Ignacio Ramonet verbrachte seine Jugend in Tanger. Er studierte Ingenieurwissenschaften und Soziologie in Bordeaux, Rabat und Paris. Er promovierte an der École des Hautes Études en Sciences Sociales im Fach Semiotik. Seit 1972 arbeitet er in Frankreich.

Der in Le Monde diplomatique im Dezember 1997 publizierte Leitartikel „Désarmer les marchés“ ("Die Märkte entwaffnen") rief die globalisierungskritische Bewegung Attac ins Leben. Anlass war die in diesem Jahr ausbrechende Finanzkrise in Südostasien. Ramonet führte diese in seinem Artikel auf die zuvor losgelöste Devisen-Spekulationswelle zurück. Ramonet forderte die Gründung einer „weltweiten Organisation, die sich für die Erhebung einer Tobinsteuer zugunsten der Menschen einsetzen sollte“. Aus der französischen Bezeichnung dieser Organisation, „Association pour une taxation des transactions financières pour l´aide aux citoyens“, entstand das Kürzel Attac.

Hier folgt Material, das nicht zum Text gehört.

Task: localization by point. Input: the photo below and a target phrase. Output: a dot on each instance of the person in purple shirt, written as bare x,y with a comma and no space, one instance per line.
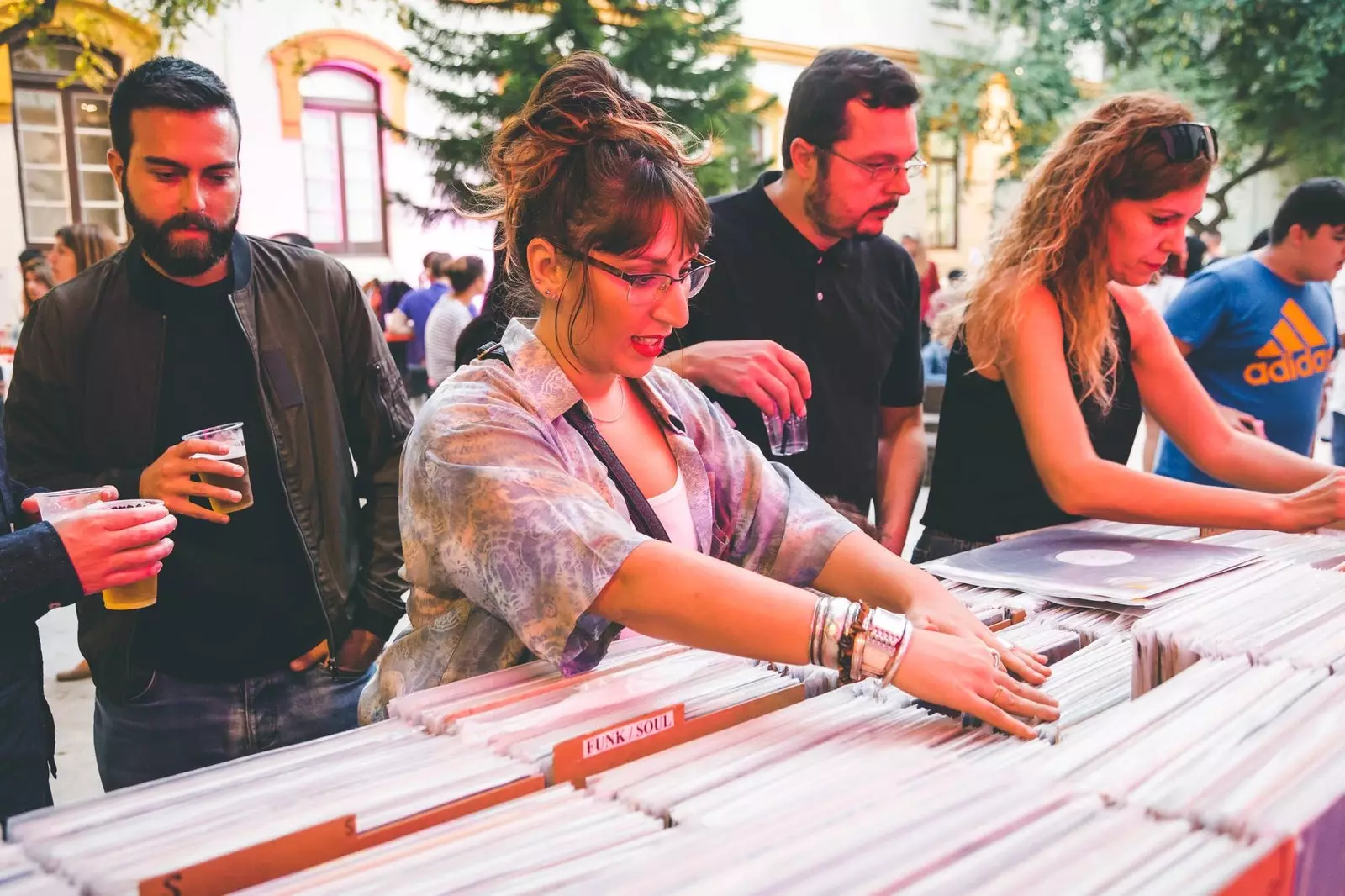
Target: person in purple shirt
414,309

Für Aufsehen sorgte im Mai 2006 Ramonets Buch "Cien horas con Fidel" (Hundert Stunden mit Fidel), das auf über 600 Seiten Gespräche mit dem kubanischen Revolutionsführer wiedergibt. Das Buch, das inzwischen in mehrere Sprachen übersetzt und im spanischen Original mehrfach verlegt wurde, gilt als politisches Vermächtnis Fidel Castros.